I believe that Mental health should be taught in schools in the same way Maths and Physical education are.  Mental health is extremely important and we need to let kids understand this. Why are we taught what we achieve, and even the way we look is more important than the way we feel?
The younger the age we get children to open up about what they are feeling about their fears, problems and the day to day pressures of dealing with what is expected of them, the more likely it is that we can break the terrible habit that we humans have of pretending we are “fine”.

Speaking personally, even though deep down I knew something was wrong right through my childhood and adolescence, it wasn't until I finally had an emotional breakdown at 23 that it gave me the shock that no, everything was not “fine”, it was far from fine. I had to break out of my denial and get help. Like many terrible things that people struggle with, my experience with Anxiety and Depression came as a blessing in disguise.  I was given the opportunity to learn and change for the better.

If you are a sufferer of Anxiety or Depression or have a loved one who is struggling, please take the time to learn as much as you can so that you can make well informed decisions about how to handle mental illness and get the support you need.
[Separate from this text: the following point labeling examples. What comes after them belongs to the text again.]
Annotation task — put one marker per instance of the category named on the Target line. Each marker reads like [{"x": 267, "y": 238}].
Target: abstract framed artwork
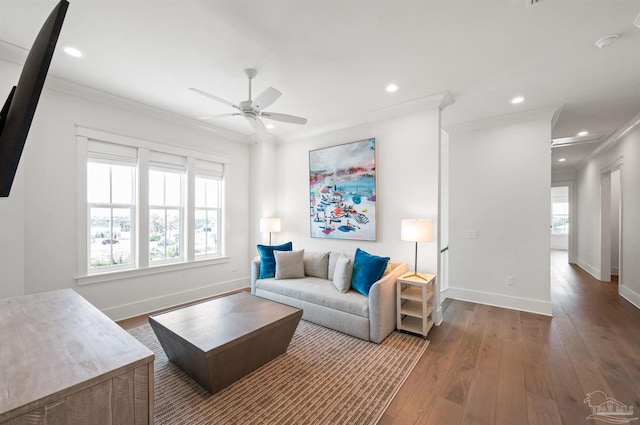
[{"x": 342, "y": 191}]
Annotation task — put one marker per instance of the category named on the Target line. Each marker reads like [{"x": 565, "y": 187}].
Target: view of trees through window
[
  {"x": 110, "y": 197},
  {"x": 165, "y": 215},
  {"x": 139, "y": 208},
  {"x": 207, "y": 216}
]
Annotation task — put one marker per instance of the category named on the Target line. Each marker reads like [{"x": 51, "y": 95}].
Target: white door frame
[
  {"x": 571, "y": 246},
  {"x": 605, "y": 221}
]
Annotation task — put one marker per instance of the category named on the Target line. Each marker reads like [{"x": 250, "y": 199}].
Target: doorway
[
  {"x": 562, "y": 218},
  {"x": 611, "y": 223}
]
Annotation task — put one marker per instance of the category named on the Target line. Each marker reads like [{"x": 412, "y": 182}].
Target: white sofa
[{"x": 371, "y": 317}]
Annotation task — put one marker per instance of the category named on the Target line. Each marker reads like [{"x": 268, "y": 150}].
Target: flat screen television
[{"x": 17, "y": 113}]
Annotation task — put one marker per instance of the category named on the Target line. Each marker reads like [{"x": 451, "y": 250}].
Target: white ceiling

I talked to a close friend today, and told her about what I had been through over the past three years. It was scary at first, admitting that I have a Mental Illness, but she told me how brave I was to talk about it and how sorry she was that I'd had to go through it without her support. Surprisingly too, she said she had another friend whom had bad problems with anxiety. All the time I spent worrying about the fear of her negative evaluation was misguided.

The best thing you can do is to share your pain with a loved one, friend or counselor.   Personally, I am hoping for a future where we can keep the communication lines open in regards to Anxiety and Depression.